South Carolina law acknowledges that there is a fine line between giving extra attention to and stalking someone. The law generally defines stalking as any activity that could cause fear of death or assault. Stalking may also occur when a pattern of activity causes fear of damage to that individual’s property or to a family member’s property. A person may be charged with aggravated stalking if violence occurs along with other activities that rise to the level of stalking.

Penalties vary based on the severity of the charge. Those who have a misdemeanor stalking charge could face a fine of up to $1,000 and up to one year in prison. Those who face a felony charge could face a fine of up to $5,000 and up to five years in prison. If a person engages in felony stalking while under a court order, the penalties could include fines of up to $10,000 and seven years in prison.

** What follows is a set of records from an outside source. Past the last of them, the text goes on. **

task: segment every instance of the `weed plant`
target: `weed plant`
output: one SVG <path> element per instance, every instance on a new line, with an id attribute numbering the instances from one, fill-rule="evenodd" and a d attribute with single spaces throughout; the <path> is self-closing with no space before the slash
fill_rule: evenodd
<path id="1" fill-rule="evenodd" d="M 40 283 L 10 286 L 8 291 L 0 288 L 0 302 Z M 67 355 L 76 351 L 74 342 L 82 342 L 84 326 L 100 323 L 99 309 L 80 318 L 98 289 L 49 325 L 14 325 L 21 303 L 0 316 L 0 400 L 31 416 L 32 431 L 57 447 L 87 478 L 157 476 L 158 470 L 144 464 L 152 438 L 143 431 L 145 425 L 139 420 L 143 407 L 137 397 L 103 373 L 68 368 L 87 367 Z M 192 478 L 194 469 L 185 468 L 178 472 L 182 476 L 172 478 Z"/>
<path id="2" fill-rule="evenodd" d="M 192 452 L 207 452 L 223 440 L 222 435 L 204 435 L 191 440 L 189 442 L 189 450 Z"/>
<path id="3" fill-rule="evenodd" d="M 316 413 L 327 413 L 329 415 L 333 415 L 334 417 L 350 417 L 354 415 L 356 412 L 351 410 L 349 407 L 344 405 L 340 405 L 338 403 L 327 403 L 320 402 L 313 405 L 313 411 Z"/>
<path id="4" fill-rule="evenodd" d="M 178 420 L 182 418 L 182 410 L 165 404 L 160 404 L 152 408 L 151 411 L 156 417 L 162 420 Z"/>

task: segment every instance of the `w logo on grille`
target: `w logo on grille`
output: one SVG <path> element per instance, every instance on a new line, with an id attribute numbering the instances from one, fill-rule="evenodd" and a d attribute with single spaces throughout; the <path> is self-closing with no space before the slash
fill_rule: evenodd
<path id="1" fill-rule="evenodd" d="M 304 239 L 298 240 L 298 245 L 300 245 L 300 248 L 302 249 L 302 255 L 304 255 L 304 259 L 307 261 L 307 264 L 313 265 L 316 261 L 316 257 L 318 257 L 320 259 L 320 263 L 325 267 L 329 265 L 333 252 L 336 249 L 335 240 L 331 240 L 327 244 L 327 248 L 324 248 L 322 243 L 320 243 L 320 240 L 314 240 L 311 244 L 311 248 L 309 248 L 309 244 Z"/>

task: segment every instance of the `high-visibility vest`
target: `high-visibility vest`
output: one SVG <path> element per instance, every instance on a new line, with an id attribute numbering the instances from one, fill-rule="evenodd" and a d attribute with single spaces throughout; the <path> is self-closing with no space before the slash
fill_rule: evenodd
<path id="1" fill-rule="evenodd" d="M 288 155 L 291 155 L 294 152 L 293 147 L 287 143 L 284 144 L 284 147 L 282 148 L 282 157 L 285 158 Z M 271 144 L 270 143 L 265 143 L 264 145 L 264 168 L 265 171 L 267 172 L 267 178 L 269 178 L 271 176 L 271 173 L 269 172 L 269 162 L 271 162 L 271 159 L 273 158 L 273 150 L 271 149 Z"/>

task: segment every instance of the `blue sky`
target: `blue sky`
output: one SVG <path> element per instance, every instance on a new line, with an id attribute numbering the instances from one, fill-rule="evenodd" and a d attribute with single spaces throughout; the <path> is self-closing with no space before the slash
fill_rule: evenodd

If a person violates a restraining order, authorities may be allowed to take a person into custody without a warrant. Those who are convicted of multiple stalking charges within seven years could face fines of up to $5,000 and five years in prison. Repeat aggravated stalking offenders could be sent to prison for up to 15 years and fined up to $10,000.

Individuals who are facing allegations of felonies like stalking may benefit from talking with a criminal defense attorney. A legal professional might create one or more defenses to the charge. For instance, it may be possible to assert that a defendant did not engage in a pattern of activity that could be seen as stalking. It may also be possible to claim that repeated contact was necessary for work or other legitimate purposes.